Download FREE eBook every day from www.packtpub.com
This crawler automates the following step:
- grab the hidden form parameters
- access to private account
- claim the daily free eBook
- parse title, description and useful information
- download favorite format .pdf .epub .mobi
- download source code and book cover
- upload files to Google Drive
# upload pdf to drive
python script/spider.py -c config/prod.cfg -u drive
# download all format
python script/spider.py --config config/prod.cfg --all
# download only one format: pdf|epub|mobi
python script/spider.py --config config/prod.cfg --type pdf
# download also additional material: source code (if exists) and book cover
python script/spider.py --config config/prod.cfg -t pdf --extras
# equivalent (default is pdf)
python script/spider.py -c config/prod.cfg -e
# download and then upload to Drive (given the download url anyone can download it)

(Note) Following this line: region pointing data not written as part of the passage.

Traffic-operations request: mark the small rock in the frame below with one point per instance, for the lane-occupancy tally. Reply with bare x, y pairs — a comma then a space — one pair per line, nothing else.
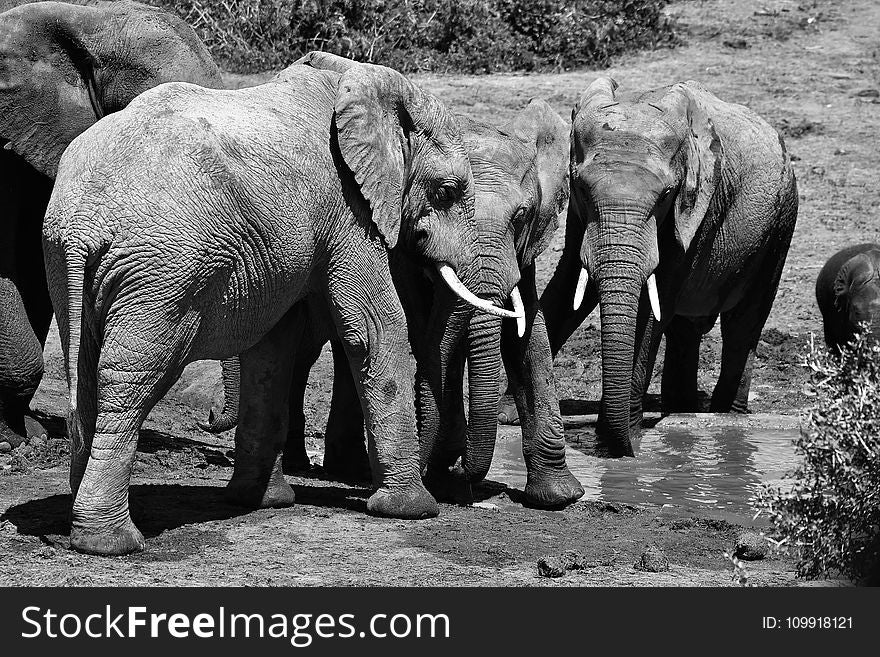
653, 560
551, 567
572, 560
750, 546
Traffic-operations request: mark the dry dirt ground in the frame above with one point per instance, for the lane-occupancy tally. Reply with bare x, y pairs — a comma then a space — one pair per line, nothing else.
811, 69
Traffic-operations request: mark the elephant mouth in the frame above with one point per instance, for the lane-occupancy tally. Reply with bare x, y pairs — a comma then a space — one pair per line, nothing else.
447, 273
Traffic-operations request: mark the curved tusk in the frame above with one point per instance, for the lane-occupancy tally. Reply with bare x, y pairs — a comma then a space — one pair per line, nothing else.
583, 277
518, 308
447, 273
653, 296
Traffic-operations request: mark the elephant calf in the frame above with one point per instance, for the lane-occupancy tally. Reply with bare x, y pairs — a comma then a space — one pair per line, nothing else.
848, 293
190, 224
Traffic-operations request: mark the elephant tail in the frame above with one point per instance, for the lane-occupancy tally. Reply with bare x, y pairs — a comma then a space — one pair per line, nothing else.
228, 417
75, 260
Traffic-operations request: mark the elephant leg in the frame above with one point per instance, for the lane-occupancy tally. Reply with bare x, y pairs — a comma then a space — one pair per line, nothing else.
137, 365
557, 304
678, 388
263, 415
372, 326
295, 458
21, 366
529, 365
25, 307
741, 328
345, 450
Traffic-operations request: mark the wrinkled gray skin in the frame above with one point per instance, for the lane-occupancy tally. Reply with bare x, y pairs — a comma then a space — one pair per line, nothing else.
521, 182
189, 225
848, 293
63, 66
696, 191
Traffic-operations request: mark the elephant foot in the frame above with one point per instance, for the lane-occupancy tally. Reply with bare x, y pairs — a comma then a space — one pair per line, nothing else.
412, 503
555, 492
450, 485
277, 493
507, 411
296, 461
219, 422
107, 542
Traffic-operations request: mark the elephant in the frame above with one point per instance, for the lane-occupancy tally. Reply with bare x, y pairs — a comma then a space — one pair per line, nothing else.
521, 182
63, 66
189, 225
848, 293
682, 209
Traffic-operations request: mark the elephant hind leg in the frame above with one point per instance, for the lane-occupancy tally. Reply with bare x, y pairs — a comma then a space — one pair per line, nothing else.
345, 447
138, 363
678, 389
263, 416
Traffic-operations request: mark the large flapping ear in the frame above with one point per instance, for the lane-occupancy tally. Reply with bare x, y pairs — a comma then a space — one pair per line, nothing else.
375, 109
47, 92
325, 61
854, 273
704, 163
598, 94
539, 125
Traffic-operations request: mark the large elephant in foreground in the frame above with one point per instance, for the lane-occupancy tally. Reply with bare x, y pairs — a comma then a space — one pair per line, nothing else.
190, 224
682, 209
521, 186
62, 67
848, 293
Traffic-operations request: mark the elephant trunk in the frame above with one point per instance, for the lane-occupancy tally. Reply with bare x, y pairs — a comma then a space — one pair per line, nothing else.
484, 372
228, 417
447, 324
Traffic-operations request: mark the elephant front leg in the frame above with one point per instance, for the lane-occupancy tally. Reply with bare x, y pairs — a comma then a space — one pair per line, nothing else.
345, 450
21, 366
266, 368
372, 326
529, 365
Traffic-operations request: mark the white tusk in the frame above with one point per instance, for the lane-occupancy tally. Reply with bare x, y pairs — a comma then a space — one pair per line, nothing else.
448, 275
518, 308
653, 296
583, 277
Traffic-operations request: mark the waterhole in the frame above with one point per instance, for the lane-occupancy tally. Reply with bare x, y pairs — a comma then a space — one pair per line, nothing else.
709, 465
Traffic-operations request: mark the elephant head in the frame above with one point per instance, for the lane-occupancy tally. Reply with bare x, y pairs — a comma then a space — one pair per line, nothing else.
643, 177
64, 66
521, 181
857, 292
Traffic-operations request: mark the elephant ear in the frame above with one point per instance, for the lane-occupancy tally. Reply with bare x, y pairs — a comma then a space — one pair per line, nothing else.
600, 93
376, 108
854, 273
47, 91
542, 128
704, 163
326, 61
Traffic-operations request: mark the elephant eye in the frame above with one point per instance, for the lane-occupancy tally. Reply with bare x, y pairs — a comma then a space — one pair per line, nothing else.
444, 195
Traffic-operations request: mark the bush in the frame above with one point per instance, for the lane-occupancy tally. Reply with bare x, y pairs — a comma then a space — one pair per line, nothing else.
427, 35
830, 517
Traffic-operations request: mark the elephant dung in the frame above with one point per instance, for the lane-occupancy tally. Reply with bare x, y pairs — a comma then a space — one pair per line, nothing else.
653, 560
750, 546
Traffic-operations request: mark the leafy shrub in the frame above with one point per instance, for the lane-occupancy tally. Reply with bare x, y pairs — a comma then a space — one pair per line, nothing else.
420, 35
830, 517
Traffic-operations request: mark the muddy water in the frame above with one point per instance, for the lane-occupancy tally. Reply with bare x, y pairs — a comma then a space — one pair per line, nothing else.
704, 464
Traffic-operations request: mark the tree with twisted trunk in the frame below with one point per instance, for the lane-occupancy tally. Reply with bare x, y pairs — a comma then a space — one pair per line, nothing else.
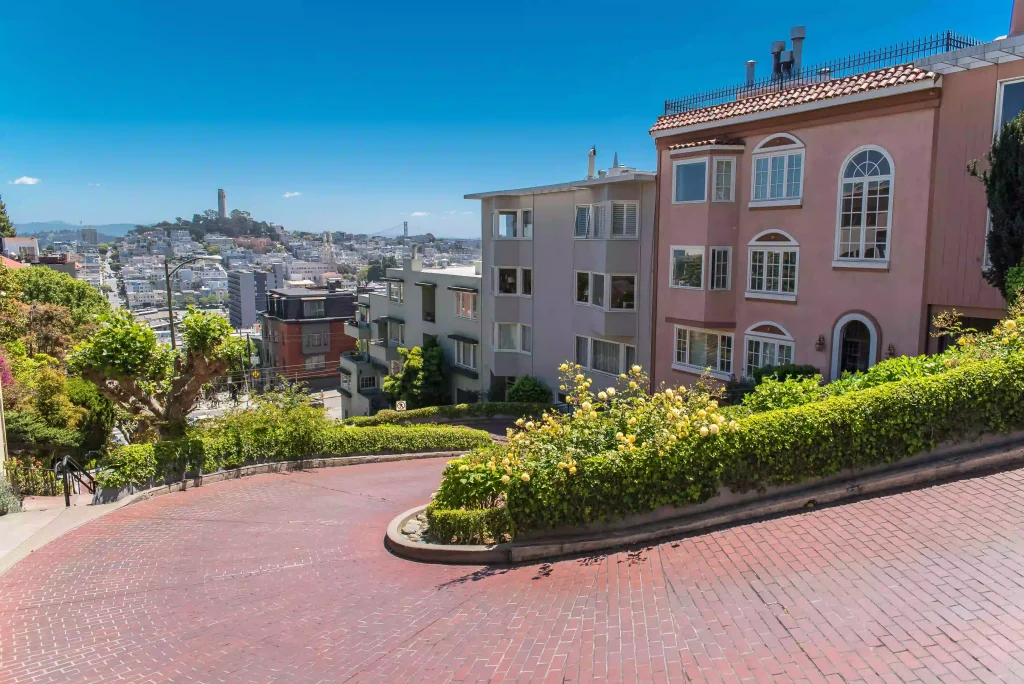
155, 384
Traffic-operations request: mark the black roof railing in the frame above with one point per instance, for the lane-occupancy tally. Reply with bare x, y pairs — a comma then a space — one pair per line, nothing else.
892, 55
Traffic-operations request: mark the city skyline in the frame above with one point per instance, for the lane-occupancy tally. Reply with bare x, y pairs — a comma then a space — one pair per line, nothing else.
300, 136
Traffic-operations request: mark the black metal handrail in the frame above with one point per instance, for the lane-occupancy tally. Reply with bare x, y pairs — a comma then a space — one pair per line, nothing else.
892, 55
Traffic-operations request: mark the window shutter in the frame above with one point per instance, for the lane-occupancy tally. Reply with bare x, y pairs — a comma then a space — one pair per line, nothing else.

python script/spider.py -c config/prod.cfg -t epub --upload drive
python script/spider.py --config config/prod.cfg --all --extras --upload drive
You need to create config/prod.cfg
file with your Packt Publishing credential, look at config/prod_example.cfg
for a sample.
From documentation, Drive API requires OAuth2.0 for authentication, so to upload files you should:
- Go to APIs Console and make a new project named PacktpubDrive
- On Services menu, turn Drive API on
- On API Access menu, create OAuth client ID
- Application type: Installed application
- Installed application type: Other
- Click Download JSON and save the file
config/client_secrets.json
. - Documentation: OAuth, Quickstart, example and permissions
Run a simple static server with
node dev/server.js
and test the crawler with
python script/spider.py --dev --config config/dev.cfg --all